CAPE GIRARDEAU, Mo. (AP) - A southeast Missouri man who has served nearly two decades in prison after being convicted in a woman’s death should be released because his constitutional rights were violated during his trial, the Missouri Supreme Court ruled Tuesday.

The court’s ruling potentially ends a lengthy and contentious case that began when David Robinson was convicted in the August 2000 killing of Sheila Box, who was shot to death in her SUV after leaving a Sikeston bar. He was sentenced to life in prison without the possibility of parole.

“My prayers have been answered,” Jennette McCaster, Robinson’s mother, told the Southeast Missourian newspaper in Cape Girardeau Tuesday. “God sent his angels, and it’s like I’m waking up out of a nightmare.”

The ruling comes about three months after Judge Darrell Massey, an independent expert appointed to review the case by the state Supreme Court, cited “clear and convincing evidence” that Robinson was innocent of the crime.

The court ordered Robinson to be released within 30 days unless the Missouri Attorney General’s office decides to retry him. Mary Compton, a spokeswoman for the attorney general, said the office is reviewing the decision.

Massey was appointed to study the case after an investigation by the Southeast Missourian raised questions about the conviction, particularly the actions of a Sikeston police detective. No physical evidence linked Robinson to the crime and two witnesses who placed him at the scene later recanted. Another man, Romanze Mosby, confessed to the murder to several people in 2004 but refused to sign an affidavit to make the confession official. He killed himself in his jail cell five years later and his confession was never introduced at trial.

Robinson contended he was at a family gathering when Box was shot, and three relatives verified his alibi. Even Box’s daughter, said in March that she believed Robinson was innocent.

The main investigator, Sikeston detective John Blakely, was suspended after Missey’s findings. He remains on the city’s payroll but has been stripped of his badge. Blakely doesn’t have a listed phone number.

The newspaper investigation found that Blakely knew Mosby was a suspect before the case went to trial but did not investigate the lead. In court testimony, Blakely denied that he framed Robinson.

Robinson’s cousin, Betty Sharp, said Robinson broke down on the phone when he was able to share Tuesday’s news with family members.

“He acknowledges his brothers and sisters are hurt and angry how it happened,” she said. “But one thing David has been telling us is not to hold any grudges.”
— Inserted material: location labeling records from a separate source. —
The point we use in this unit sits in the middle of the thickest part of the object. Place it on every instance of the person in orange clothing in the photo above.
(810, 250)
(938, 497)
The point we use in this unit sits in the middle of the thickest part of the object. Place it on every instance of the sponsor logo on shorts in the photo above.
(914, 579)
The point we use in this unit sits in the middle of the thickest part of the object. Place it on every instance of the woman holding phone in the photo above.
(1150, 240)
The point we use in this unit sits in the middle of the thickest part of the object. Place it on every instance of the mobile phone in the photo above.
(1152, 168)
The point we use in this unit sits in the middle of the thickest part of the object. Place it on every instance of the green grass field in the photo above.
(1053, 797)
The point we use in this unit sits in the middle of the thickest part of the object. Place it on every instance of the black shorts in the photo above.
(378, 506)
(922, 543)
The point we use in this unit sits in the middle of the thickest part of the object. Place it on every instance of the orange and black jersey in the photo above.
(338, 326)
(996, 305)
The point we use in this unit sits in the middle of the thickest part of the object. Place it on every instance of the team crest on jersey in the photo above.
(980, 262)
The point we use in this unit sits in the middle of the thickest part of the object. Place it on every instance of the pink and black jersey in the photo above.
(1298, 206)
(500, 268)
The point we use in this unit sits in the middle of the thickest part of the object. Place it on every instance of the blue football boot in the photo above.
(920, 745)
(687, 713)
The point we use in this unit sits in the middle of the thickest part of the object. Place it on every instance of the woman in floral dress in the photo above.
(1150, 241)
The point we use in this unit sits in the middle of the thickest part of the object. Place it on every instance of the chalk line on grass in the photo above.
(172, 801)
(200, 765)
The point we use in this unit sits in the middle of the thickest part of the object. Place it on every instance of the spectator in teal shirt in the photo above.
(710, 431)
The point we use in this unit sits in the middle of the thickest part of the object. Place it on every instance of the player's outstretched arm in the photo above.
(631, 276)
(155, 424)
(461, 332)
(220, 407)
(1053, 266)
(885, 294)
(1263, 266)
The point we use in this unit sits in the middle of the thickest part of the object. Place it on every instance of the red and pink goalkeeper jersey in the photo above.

Robinson’s attorney, Jonathan Potts, said in a statement that the court’s ruling “has not only ended the imprisonment of an innocent man, but has provided a new beginning for David and his family as they can finally be reunited outside the prison walls. In this moment of hope and celebration, however, we do not want to forget the victim of this tragedy, Sheila Box. Our thoughts and prayers go out to her family, whose support greatly touched David over the past few months, and we hope that they too can find closure in the court’s ruling today.”

Robinson grew up in Sikeston, a city of about 16,000 people about 140 miles (225 kilometers) southeast of St. Louis. He told The Associated Press in March that he got into plenty of trouble, and a record that began when he was 15 included burglary, drug charges and assault.

But Robinson said, “I didn’t do anything of this magnitude to deserve this treatment.”